I'm currently in the process of reading Barendregt's "The Lambda Calculus - Its Syntax and Semantics" (1985 revised edition) and I've stumbled across a lemma whose proof I can't quite comprehend. The lemma (3.2.2) states that for all binary relations R on a set the following holds: $$R \vDash\lozenge\Rightarrow R^*\vDash\lozenge$$, where $\lozenge$ is the diamond property of a relation:$$R\vDash\lozenge\iff\forall M,M_1,M_2\left[(M,M_1)\in R \wedge (M,M_2)\in R \Rightarrow \exists M_3[(M_1,M_3)\in R \wedge (M_2,M_3)\in R]\right]$$, and $R^*$ is the transitive closure of $R$:$$\forall M,N[(M,N)\in R\Rightarrow(M,N)\in R^*]$$ and $$\forall M,N,L[(M,N)\in R^*\wedge(N,L)\in R^*\Rightarrow(M,L)\in R^*)].$$
The proof makes use of category theory and is simply a diagram.
Trying to make sense of it, I thought the continuous lines meant the relation $R$, and the dashed lines either the application of $\lozenge$ on the relation or $R^*$, but I don't fully understand it.
What exactly does the diagram mean and how does it prove the lemma? Is there a more rigurous approach to proving this rather than a drawing?
Edit: in the (very clear) answer I received, it was pointed out to me that the diagram I couldn't understand doesn't have anything to do with category theory. I'm sorry for my lack of understanding and poor choice of words - I have striked out the observation.
There is no category theory here.
Suppose $MR^\ast M_1$ and $MR^\ast M_2$. Then $M$ is represented by the top-left corner of the diagram, and $M_1$ and $M_2$ are represented by the bottom-left and top-right corners (or the other way around). Since $R^\ast$ is the transitive closure of $R$, we have, for some $n, m \ge 1$, the relations $A_0RA_1R\cdots RA_n$ and $B_0RB_1R\cdots RB_m$, where $A_0 = B_0 = M$, $A_n = M_1$, and $B_m = M_2$.

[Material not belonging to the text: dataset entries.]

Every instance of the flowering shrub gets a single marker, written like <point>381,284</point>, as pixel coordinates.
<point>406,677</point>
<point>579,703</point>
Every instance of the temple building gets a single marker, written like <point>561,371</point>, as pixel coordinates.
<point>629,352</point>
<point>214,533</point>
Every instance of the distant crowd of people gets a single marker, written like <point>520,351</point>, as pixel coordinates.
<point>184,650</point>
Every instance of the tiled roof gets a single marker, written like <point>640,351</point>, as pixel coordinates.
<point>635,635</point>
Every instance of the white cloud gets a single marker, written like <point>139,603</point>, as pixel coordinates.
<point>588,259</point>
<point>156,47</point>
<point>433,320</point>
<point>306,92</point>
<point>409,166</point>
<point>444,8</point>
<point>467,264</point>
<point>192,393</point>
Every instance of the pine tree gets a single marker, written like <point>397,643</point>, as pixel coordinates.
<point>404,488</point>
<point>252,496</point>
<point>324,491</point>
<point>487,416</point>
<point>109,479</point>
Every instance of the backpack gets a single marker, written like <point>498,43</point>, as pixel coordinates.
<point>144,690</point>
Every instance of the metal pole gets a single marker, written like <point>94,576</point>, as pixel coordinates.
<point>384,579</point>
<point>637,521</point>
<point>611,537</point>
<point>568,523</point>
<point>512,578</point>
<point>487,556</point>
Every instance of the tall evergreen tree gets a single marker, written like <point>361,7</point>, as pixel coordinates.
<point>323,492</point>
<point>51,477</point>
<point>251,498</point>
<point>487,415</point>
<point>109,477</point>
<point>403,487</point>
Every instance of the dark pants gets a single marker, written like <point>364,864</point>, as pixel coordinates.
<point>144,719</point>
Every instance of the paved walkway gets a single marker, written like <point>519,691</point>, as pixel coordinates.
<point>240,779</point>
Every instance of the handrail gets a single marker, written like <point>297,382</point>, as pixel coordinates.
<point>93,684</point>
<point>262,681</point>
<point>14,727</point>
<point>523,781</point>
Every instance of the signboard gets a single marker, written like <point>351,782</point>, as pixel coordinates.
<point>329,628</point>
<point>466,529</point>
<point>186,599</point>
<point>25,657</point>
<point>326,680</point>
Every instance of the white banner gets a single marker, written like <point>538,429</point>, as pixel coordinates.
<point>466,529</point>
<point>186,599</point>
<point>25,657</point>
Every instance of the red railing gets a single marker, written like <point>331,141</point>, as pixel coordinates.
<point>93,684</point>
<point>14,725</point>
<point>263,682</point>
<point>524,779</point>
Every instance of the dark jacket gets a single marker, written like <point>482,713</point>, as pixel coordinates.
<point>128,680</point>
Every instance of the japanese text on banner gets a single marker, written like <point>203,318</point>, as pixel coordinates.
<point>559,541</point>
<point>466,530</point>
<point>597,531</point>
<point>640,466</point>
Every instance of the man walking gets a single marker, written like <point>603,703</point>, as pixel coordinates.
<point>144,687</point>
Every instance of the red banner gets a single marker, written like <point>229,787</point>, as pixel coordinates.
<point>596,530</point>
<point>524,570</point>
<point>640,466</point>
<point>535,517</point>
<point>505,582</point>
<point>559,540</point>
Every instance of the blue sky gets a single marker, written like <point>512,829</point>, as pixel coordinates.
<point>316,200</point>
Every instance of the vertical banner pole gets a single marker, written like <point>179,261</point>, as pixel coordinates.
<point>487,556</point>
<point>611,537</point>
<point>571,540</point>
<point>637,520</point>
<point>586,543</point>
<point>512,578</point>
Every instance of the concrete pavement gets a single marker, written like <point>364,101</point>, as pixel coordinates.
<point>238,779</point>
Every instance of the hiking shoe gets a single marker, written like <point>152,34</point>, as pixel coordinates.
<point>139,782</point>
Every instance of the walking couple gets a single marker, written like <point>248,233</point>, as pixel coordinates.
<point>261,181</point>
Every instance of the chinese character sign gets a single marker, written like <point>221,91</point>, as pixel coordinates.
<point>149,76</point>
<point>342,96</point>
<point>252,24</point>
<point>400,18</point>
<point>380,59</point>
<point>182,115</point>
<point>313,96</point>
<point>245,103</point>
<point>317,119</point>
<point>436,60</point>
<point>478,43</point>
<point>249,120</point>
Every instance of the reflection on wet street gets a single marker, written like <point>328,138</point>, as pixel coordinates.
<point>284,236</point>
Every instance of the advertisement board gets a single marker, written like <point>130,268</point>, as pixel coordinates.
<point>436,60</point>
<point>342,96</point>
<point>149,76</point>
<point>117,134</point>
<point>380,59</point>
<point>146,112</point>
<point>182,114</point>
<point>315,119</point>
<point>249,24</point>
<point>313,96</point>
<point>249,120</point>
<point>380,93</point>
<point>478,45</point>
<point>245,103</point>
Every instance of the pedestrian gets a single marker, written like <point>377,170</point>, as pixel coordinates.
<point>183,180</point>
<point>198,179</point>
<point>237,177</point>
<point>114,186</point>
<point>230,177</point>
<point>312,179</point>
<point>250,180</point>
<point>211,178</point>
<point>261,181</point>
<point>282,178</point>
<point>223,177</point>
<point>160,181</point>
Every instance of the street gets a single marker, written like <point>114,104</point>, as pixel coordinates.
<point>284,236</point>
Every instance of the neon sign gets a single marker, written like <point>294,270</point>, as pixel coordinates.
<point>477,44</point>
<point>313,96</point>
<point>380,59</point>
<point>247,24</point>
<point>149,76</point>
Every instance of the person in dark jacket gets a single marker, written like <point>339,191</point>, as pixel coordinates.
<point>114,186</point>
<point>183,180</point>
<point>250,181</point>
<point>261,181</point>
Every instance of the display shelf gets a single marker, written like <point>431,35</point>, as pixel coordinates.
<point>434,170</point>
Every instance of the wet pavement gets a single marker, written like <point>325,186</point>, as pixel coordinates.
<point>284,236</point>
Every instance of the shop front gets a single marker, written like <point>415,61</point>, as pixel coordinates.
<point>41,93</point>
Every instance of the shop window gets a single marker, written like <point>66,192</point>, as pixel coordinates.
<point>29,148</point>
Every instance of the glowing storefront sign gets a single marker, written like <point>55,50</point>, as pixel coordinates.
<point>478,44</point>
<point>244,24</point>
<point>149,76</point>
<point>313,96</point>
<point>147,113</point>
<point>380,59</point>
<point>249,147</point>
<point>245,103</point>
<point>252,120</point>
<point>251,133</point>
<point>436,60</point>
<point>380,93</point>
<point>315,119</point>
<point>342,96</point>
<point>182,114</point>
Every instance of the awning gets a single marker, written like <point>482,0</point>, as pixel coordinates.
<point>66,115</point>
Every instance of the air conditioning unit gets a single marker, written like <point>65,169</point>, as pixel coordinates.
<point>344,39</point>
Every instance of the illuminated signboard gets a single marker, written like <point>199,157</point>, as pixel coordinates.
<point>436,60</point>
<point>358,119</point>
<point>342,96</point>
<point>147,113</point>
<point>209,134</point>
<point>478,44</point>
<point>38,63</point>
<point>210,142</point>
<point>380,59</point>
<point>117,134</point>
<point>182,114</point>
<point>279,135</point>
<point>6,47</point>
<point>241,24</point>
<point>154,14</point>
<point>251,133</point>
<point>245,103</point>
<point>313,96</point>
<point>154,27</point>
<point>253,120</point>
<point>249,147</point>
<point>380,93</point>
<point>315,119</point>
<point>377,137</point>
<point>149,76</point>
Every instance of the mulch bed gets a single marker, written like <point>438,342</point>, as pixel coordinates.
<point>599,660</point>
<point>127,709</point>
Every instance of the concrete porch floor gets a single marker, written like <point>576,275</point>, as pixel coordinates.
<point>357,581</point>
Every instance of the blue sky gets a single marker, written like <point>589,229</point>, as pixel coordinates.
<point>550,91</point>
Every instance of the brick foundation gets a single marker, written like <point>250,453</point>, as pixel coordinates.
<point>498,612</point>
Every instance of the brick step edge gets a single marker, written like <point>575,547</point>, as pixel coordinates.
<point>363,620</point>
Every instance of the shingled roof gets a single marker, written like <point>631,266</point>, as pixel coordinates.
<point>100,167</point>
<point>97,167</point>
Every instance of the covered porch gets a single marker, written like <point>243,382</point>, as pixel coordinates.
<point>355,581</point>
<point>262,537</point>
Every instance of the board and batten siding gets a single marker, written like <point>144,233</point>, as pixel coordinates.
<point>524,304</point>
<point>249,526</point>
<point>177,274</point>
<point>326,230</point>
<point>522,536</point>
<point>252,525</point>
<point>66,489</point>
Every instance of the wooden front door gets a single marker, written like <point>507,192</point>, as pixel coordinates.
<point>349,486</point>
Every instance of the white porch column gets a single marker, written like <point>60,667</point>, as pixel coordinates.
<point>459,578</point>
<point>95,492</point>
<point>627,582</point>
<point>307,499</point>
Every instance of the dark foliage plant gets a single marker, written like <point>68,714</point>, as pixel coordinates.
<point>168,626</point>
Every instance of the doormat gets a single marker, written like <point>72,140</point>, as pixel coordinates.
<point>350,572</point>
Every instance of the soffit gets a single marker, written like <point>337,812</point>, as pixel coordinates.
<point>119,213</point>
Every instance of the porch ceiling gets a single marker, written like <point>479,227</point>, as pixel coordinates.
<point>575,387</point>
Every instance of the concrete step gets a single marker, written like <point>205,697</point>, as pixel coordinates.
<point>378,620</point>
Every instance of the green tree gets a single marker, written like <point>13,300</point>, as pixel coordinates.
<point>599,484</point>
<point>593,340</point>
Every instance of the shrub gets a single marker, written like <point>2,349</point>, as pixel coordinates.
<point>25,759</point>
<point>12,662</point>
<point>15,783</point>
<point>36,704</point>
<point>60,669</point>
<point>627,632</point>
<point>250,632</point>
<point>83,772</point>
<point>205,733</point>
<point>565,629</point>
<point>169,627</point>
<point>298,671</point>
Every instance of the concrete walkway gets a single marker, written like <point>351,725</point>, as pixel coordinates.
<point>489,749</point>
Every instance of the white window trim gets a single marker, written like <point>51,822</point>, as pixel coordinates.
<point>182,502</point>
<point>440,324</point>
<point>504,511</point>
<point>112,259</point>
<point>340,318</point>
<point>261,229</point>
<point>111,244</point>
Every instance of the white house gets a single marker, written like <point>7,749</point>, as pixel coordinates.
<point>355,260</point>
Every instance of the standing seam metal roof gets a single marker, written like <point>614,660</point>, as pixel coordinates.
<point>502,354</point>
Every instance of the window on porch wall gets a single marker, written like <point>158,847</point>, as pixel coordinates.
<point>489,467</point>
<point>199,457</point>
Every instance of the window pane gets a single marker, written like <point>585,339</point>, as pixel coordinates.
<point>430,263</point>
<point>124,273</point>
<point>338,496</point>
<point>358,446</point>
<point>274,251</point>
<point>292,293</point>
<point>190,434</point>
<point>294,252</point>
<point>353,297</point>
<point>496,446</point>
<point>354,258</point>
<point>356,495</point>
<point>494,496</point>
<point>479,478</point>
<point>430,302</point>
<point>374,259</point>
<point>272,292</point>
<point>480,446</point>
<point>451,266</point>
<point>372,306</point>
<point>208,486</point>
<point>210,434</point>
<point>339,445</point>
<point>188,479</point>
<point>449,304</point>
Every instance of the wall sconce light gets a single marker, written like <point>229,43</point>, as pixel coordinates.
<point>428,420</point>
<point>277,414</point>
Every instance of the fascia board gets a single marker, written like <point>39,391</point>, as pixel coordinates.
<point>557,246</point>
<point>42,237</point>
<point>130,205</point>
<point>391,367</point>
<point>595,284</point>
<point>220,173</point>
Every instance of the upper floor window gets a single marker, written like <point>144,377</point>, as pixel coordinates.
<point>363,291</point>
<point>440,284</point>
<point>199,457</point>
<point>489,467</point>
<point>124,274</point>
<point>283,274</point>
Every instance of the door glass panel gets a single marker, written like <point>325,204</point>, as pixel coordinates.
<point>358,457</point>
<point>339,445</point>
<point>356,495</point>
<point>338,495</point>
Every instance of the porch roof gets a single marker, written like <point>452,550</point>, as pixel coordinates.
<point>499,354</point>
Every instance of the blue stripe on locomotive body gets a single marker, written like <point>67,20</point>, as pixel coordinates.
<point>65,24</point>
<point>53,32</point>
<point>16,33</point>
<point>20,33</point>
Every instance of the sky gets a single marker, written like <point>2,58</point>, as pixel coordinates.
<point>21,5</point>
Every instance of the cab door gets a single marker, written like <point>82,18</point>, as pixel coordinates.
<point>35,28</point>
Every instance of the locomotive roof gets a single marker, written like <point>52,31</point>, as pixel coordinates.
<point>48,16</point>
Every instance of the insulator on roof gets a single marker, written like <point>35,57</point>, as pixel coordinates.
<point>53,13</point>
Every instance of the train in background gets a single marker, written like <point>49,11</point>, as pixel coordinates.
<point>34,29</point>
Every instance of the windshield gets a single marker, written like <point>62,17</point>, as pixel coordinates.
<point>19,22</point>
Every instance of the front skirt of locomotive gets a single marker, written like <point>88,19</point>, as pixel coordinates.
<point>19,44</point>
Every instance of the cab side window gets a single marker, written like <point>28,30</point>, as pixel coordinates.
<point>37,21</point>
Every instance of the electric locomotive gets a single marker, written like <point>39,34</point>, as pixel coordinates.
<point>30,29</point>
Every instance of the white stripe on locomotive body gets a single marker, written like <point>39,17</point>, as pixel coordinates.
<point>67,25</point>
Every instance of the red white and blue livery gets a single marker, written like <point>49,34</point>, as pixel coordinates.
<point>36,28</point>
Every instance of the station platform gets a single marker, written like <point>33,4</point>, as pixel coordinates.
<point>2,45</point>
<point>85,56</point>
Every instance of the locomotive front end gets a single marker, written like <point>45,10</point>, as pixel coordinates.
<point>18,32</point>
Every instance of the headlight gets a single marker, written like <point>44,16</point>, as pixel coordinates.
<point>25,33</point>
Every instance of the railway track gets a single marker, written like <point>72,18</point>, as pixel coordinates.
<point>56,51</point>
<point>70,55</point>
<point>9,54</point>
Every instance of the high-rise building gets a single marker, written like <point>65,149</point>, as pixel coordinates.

The diagram represents the case where $n = 2$ and $m=3$. We have $A_1$ at the middle of the left side, and $B_1, B_2$ along the top. The lines between points in the diagram represent $R$.
The argument works like this. We start with just the top and left sides of the diagram. Since $R\vDash\lozenge$, we obtain an element $N$ such that $A_1RN$ and $B_1RN$. This element corresponds to the lower-right corner of the top-left square. By repeatedly applying $\lozenge$, we will eventually obtain the lower-right corner of the diagram, which is the element $M_3$ we need to establish $R^\ast\vDash\lozenge$ for these $M$, $M_1$, and $M_2$.
A more formal argument would use induction on $n$ and $m$.